“Dulu, kalaulah saya tidak beri kesempatan untuk bekerja di kantor saya, entahlah nasibnya seperti apa. Jangankan untuk menyelesaikan studinya, wong untuk bayar kontrakan dan ngidupi anak-bininya aja mesti kerja pontang-panting,”.
“Lalu, apa masalahnya?”, tanya saya penasaran.
“Lha iya, sekarang dah berani petantang-petenteng. Sulit untuk dimintai tolong. Ada saja alasannya. Sibuk ini dan sibuk itu”, ujar sahabatku itu sambil menarik napas panjang.
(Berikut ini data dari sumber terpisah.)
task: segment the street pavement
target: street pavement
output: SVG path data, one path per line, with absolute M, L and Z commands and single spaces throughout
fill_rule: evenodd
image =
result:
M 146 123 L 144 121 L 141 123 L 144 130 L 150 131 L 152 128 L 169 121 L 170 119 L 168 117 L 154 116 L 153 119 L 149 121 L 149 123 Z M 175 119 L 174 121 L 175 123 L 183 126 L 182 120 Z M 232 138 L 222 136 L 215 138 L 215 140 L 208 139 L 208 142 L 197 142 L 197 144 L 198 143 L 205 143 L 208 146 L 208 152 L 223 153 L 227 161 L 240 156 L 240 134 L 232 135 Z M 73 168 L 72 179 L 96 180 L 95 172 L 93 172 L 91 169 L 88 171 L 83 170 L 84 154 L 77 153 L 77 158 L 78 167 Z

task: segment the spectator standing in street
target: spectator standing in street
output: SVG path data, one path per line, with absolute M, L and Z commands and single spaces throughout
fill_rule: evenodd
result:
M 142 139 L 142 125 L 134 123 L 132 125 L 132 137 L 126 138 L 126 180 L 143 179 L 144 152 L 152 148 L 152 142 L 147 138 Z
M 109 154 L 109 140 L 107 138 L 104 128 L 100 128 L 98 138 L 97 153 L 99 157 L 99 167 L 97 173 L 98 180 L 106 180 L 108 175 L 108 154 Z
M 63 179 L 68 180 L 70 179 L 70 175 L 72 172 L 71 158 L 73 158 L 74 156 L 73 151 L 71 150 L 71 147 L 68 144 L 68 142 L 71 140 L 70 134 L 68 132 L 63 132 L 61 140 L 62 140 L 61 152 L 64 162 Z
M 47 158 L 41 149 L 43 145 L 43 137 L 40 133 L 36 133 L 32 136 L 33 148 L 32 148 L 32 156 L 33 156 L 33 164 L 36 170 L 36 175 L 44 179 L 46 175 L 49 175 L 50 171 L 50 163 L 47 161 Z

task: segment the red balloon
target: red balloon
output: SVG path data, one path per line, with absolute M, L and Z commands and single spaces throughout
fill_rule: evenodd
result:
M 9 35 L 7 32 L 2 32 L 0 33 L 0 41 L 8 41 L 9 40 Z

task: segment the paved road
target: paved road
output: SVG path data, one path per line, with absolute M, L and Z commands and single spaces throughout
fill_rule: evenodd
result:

Mendengar keluhan sahabat saya itu, saya jadi ingat ungkapan al-Quran tentang asal muasal manusia. Kita semua berasal dari “air yang hina”, nama lain dari sperma. “Air yang hina” yang dalam al-Quran disebutkan dengan ungkapan ماء مهين /ma’ mahin/ disebutkan sebanyak tiga kali, yaitu dalam surah al-Sajdah 32:8, al-Mursalat 77:20, dan al-Thariq 86:6, sedangkan kata “mani” hanya disebutkan sekali saja, yaitu dalam surah al-Qiyamah 75:37.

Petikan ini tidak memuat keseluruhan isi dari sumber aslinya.